To make things a little more complicated, Reacher had been informed that a paternity suit had been filed against him while he was on walkabout, and his visit to see Samantha (Danika Yarosh) before this got quite so dangerous has inadvertently painted a target on his possible daughter, so he must also wrangle an occasionally petulant teen through this gauntlet while trying to relate to her.
It’s all, in the politest possible sense, quite unremarkable. Which is not the same as unenjoyable, but in the unlikely event you were expecting anything other than a competent genre outing you will be disappointed. Also, perhaps we need to have a word about managing your expectations, as even its most enthusiastic trailer isn’t selling this as anything other than a competent genre outing.
Cruise can do this sort of role in his sleep, and in this instance he largely has, albeit with enough flashes of charisma in the relationships with Smulders and Yarosh to keep things watchable throughout, and the action sequences are crisply handled. Similarly the narrative showers itself in competence, although it’s not really doing anything at all original.
It is, as you may have gathered by this point, a difficult film to be overly enthusiastic about, however it’s still a film I enjoyed well enough when watching. I imagine, much like its predecessor, I will never think about it again once we’re done with this podcast, and there’s many better films out there, but this is a perfectly acceptable procedural to parade in front of your eyeballs should you be in the mood for it. Mild recommendation.
We journey back to the eighties with The Infiltrator, with Bryan Cranston taking the role of Robert Mazur, a U.S. Customs special agent.

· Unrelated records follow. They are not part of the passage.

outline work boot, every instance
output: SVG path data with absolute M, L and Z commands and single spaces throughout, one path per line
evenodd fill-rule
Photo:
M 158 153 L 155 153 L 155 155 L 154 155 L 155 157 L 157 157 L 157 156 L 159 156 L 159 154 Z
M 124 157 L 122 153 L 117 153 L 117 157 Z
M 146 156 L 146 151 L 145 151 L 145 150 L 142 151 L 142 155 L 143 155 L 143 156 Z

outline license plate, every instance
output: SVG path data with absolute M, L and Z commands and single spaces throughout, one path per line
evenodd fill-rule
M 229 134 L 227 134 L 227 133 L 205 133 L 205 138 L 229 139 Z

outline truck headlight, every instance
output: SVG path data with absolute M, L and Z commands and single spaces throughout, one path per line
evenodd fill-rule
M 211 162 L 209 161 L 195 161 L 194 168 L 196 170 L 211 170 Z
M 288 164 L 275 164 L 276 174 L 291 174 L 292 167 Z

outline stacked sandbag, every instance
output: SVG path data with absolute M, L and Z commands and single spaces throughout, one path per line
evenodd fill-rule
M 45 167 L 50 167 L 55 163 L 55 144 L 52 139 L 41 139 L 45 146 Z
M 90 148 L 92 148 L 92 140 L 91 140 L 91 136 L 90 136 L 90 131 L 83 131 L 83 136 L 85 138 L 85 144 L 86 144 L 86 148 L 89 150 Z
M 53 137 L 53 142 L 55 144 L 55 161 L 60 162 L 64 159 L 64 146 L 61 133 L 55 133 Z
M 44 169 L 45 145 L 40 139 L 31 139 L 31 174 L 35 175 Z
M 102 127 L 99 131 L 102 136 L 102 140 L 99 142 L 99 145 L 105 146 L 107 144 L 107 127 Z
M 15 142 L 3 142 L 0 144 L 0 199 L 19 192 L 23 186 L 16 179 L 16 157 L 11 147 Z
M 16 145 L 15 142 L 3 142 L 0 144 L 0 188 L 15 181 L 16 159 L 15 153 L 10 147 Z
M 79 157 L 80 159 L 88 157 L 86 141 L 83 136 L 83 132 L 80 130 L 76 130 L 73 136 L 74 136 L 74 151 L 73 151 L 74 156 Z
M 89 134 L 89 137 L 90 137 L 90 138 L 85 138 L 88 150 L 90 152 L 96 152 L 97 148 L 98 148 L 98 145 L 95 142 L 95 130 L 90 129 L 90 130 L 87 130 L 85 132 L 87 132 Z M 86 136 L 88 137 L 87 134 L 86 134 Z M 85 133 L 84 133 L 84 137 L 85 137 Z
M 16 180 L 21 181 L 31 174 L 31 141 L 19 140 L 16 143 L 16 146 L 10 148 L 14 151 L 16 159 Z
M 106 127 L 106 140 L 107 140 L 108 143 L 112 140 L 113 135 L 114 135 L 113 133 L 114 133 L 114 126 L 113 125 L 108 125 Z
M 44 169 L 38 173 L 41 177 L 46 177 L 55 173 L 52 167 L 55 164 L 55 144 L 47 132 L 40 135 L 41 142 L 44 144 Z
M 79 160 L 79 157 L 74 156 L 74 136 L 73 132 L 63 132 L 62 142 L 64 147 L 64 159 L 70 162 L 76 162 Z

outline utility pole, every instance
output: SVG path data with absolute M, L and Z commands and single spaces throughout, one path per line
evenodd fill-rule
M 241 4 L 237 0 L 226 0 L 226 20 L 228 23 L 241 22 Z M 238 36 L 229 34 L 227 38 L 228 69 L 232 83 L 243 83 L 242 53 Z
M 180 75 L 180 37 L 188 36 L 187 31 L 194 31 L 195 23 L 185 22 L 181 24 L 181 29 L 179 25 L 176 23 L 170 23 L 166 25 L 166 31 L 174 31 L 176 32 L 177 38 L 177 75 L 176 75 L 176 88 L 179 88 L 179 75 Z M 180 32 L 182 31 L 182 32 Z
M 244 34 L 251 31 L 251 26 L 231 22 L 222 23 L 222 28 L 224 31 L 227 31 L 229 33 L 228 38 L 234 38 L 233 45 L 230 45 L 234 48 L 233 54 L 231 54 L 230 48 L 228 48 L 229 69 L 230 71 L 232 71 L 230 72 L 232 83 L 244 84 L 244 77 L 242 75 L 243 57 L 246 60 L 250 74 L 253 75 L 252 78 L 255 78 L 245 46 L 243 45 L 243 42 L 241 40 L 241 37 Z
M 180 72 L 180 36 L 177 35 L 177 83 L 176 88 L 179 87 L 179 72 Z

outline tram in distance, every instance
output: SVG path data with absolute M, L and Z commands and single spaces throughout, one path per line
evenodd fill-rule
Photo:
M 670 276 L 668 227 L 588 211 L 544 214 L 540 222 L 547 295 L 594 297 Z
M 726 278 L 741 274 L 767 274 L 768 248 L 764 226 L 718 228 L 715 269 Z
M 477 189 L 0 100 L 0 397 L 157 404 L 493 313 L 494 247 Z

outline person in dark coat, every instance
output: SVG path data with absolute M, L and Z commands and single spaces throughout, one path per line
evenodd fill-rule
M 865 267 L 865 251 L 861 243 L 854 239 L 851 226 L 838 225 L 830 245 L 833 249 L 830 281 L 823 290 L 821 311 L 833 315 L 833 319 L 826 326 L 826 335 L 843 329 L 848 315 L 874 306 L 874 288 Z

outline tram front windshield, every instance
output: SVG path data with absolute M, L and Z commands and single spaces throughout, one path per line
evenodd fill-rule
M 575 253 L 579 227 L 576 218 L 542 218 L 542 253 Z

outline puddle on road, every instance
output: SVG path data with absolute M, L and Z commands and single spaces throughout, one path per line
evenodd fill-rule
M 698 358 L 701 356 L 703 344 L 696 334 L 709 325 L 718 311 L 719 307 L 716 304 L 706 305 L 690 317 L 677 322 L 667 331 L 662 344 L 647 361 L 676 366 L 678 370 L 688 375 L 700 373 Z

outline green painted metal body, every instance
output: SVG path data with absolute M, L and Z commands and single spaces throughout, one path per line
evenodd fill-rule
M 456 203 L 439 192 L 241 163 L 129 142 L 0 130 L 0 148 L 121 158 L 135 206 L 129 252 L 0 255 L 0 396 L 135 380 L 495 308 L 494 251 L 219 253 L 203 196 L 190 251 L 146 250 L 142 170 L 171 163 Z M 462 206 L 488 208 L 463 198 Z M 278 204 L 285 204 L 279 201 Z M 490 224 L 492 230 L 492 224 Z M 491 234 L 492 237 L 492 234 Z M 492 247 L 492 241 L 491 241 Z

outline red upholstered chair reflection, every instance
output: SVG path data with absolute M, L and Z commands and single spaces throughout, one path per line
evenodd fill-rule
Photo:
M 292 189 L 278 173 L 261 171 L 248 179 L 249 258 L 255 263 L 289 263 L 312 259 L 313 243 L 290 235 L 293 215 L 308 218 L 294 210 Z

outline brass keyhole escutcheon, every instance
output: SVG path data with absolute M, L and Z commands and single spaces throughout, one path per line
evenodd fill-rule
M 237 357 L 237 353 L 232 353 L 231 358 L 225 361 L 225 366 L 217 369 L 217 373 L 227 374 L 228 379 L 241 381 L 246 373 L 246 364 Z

After a number of busts of small to middling drug dealers that don’t seem to be making much of a dent in the burgeoning cocaine business, Mazur comes up with the sterling idea of hitting the cartels where it hurts – the wallet.
Following the money, he and his partner Emir Abreu (John Leguizamo) sets himself up as Bob Musella, a money launderer with ties to the mafia. Starting with smaller fry, he risks his life and his relationship with his family by winning the trust of the drug organisations, all the way up to Benjamin Bratt’s Roberto Alcaino, money man for Pablo Escobar, and the astonishingly corrupt Bank of Credit and Commerce International.
Based on Mazur’s autobiography, given that it portrays (or purports to, at least) actual events it seems somewhat unfair to say that we’ve seen this sort of thing before too many times, but, well, we have. Which is a real shame, because it’s a very well made film, with great turns particularly from Cranston and Leguizamo, and a variety of solid supporting acts, but there’s no real hook for the film to hang on.
Maybe if Netflix’s Narcos wasn’t hoovering up all of the Escobar mindshare this would get a fairer crack of the whip, and it’s quite sad to see a film that is, on its own merits, rather good be so ignored at the box office.
If you’ve an interest in what I suppose we could call undercover procedurals, then this will be a solid if unspectacular addition to your watch queue. I’d recommend it.
Right, that’s your lot. Find your hook and sling it.